How much tax do relief teachers pay?
Schools withhold income tax just like any other employer. As a relief teacher, this means that you will be paying tax according to the Australian Resident Tax Rates:
|Taxable Income||Tax on this income|
|0 – $18,200||Nil|
|$18,201 – $45,000||19 cents for each $1 over $18,200|
|$45,001 – $120,000||$5,092 plus 32.5 cents for each $1 over $45,000|
|$120,001 – $180,000||$29,467 plus 37 cents for each $1 over $120,000|
|$180,001 and over||$51,667 plus 45 cents for each $1 over $180,000|
For relief teachers, calculating how much tax that you will pay will depend on how much money you earn over the entire year. What this means is that if you are a starting teacher working for the Department for Education and earn $350.09 per day, you will need to add all of the days that you work together at the end of the financial year before you can determine how much tax you should have paid throughout the year.
If you are working for an Independent school in Australia, you will earn a different daily rate than working in public schools. However, you will pay the same amount of tax if you are earning the same income.
Why do I seem to pay too much tax as a relief teacher?

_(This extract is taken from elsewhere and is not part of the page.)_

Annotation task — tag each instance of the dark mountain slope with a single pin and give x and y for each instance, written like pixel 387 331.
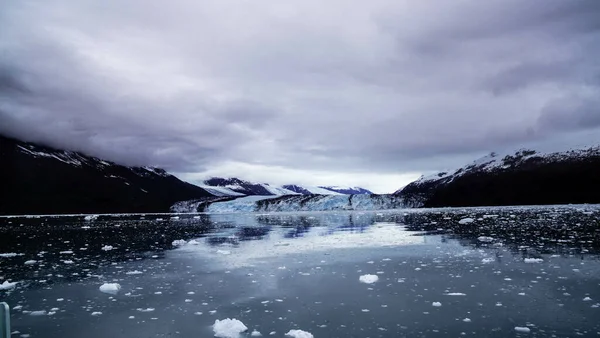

Relief teachers, like other employees in Australia, have a percentage of their pay withheld by their employer each pay period. This is called PAYG or Pay as you Go, and it means that you are paying your income tax throughout the financial year and don’t need to worry about paying a tax bill at the end.
Sometimes as a relief teacher, you might look at your payslip for the fortnight and notice that you have paid 45% or more in tax. This can be very concerning, as you are unlikely to be earning in the tax bracket that would require paying that much tax. What happens as a relief teacher who is casually employed, is that you will pay tax equivalent to what your income would be if you were given the amount of pay on your payslip every fortnight. As a relief teacher, you can’t work during the school holidays and you may not work every day, so you will always be paying too much tax during the year.
Because the pay per day for relief teachers is quite high, you will have a lot of money withheld for tax. If you are working every day for the fortnight and earn $3500.09, you will have tax withheld as if you were getting paid that amount for the entire year. Sometimes, you may not have much tax withheld for the fortnight that you were paid this high amount. You may find that it was withheld at a much higher rate during the next pay period instead. This can particularly hurt if you didn’t work many days in the next pay period.
What do I do if I am paying too much tax as a relief teacher?
As a relief teacher, you are a casual employee who has a high daily pay rate, but cannot work every day of the year. This means that you will always have more tax withheld than you need to pay during the year.
The first thing that you can do if you think that you are paying too much tax is to make sure that you are claiming the tax-free threshold in the schools that you are working for. This is a box that you will tick when you submit your pay forms that include all of your information such as your Tax File Number (TFN). If you tick this box, you are declaring that you would like this employer to assume that you are not receiving any other income than what they are paying you, and will withhold tax at a lower rate. If you do not tick this box, your employer doesn’t know how much you are earning and may tax you at the highest possible rate.
The only other thing that you can do if you are paying too much tax as a relief teacher is to wait for the end of the financial year so that you can get your tax return. As long as you supply your TFN to all of your employers, the amount that you have been paid for the financial year will be automatically sent to the Australian Taxation Office (ATO). This means that you will not have to enter all of your pay from all of your jobs yourself, and the ATO will automatically suggest how much tax you should have been paid.
As a relief teacher, the amount of tax that you have paid will be higher than the amount that you need to pay. The ATO will automatically estimate how much money you will get back on your tax return for you to confirm and submit.